Understanding the diffusion of sub-micron particles in polymeric fluids impacts technological applications ranging from drug delivery to polymer nanocomposite processing. When the size of the particles is comparable to or smaller than length scales in the polymer solution, however, the solution cannot be treated a homogeneous continuum and the particle dynamics may not probe the bulk rheological properties of the fluid. Here, we explore the coupling between particle and polymer dynamics in this limit by measuring the mobility of nanoparticles at low concentrations in non-Newtonian dilute and semi-dilute aqueous solutions of high-molecular-weight polymers. Using optical microscopy, particle tracking, and differential dynamic microscopy, we characterize the mobility of hydrophilic polystyrene nanoparticles of diameter 400 nm moving in aqueous solutions of partially hydrolyzed polyacrylamide of molecular weight 8,000,000 Da and concentration of c^* to 100c^*, where c^* is the overlap concentration.
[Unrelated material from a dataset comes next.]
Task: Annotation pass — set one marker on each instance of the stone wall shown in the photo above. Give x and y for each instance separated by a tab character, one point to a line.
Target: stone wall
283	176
For all samples, the effective diffusivity of the nanoparticles, extracted from the long-time limit of the MSD using the Stokes-Einstein relation, is greater than that calculated from the zero-shear-rate viscosity measured using bulk rheology. For concentrations c > 10c^*, the mean-square displacements (MSD) of particles measured as a function of lag time revealed that the particle dynamics are subdiffusive at short time scales and are Fickian on long time scales. The timescale for the crossover from subdiffusive to Fickian dynamics increases with increasing polymer concentration; moreover, it is longer than the relaxation time scale for polymer blobs and shorter than the Rouse time scale. Our results thus suggest that the nanoparticle dynamics are coupled to those of the polymers on a length scale intermediate between the blob size and the radius of gyration.